Parallelising your VASP calculation

Effectively parallelising your calculation is a particularly complicated aspect of VASP. Below is a basic Slurm batch script that can be used to submit a parallel VASP6 job.

Example script

#!/bin/bash -e

#SBATCH --ntasks=8
#SBATCH --cpus-per-task=4
#SBATCH --job-name=my_VASP_job
#SBATCH --time=01:00:00
#SBATCH --mem-per-cpu=950
#SBATCH --account=nesi99999
#SBATCH --extra-node-info=1:*:1     # Restrict node selection to nodes with at least 1 completely free socket and turn off simultaneous multithreading (Hyperthreading).
#SBATCH --distribution=*:block:*    # Bind tasks to CPUs on the same socket, and fill that socket before moving to the next consecutive socket.
#SBATCH --mem-bind=local
#SBATCH --profile=task
#SBATCH --acctg-freq=15

module purge 2> /dev/null
module load VASP/6.4.2-foss-2023a

# update a VASP job log once the job starts running.
echo "Job ${SLURM_JOB_ID} was submitted on $(date) from directory $(pwd)" >> ~/VASP_job_log.txt

# Start two job steps, one that prints MPI process CPU binding and another that starts VASP.
srun --job-name=print_binding_stats bash -c "echo -e \"Task #\${SLURM_PROCID} is running on node \$(hostname). \n\$(hostname) has the following NUMA configuration:\n\$(lscpu | grep -i --color=none numa)\nTask #\${SLURM_PROCID} has \$(nproc) CPUs, their core IDs are \$(taskset -c -p \$\$ | awk '{print \$NF}')\n===========================================\""
echo -e "\n====== Finished printing CPU binding information, now launching VASP ======\n"

srun vasp_std

Another, more complex bash script to submit a VASP job can be downloaded with the following:

wget https://raw.githubusercontent.com/Johnryder23/job_submit_scripts/refs/heads/main/VASP/vasp_std_HPC3_submit.sh

This more involved script sets up a working directory and can be used to submit CPU or CPU/GPU jobs. In most cases, only the variables under "edit job allocation settings here" need to be adjusted.

Note

There are not many reasons to specify a partition with #SBATCH --partition on the new (2025) HPC. Please only set this if you have a good reason to use Genoa or Milan nodes.
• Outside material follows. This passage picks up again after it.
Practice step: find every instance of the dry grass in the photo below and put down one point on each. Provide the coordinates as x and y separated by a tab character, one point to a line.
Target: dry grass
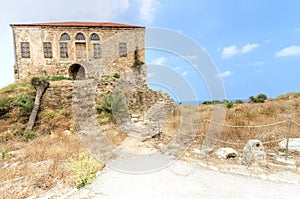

VASP6 can parallelise its work using the MPI (set by --ntasks) and OpenMP (set by --cpus-per-task) protocols concurrently. VASP5 uses the MPI only.

Optimising the parallelisation and additional tips

A note on MPI and OpenMP nomenclature

MPI has multiple terms which mean the same thing. A MPI rank, task, and process are synonymous. #SBATCH --ntasks=n spawns n MPI ranks for your job. Each of these ranks are an independent process that have their own memory space. MPI ranks are multithreaded if each rank is given multiple OpenMP threads. The number of OpenMP threads is set by #SBATCH --cpus-per-task.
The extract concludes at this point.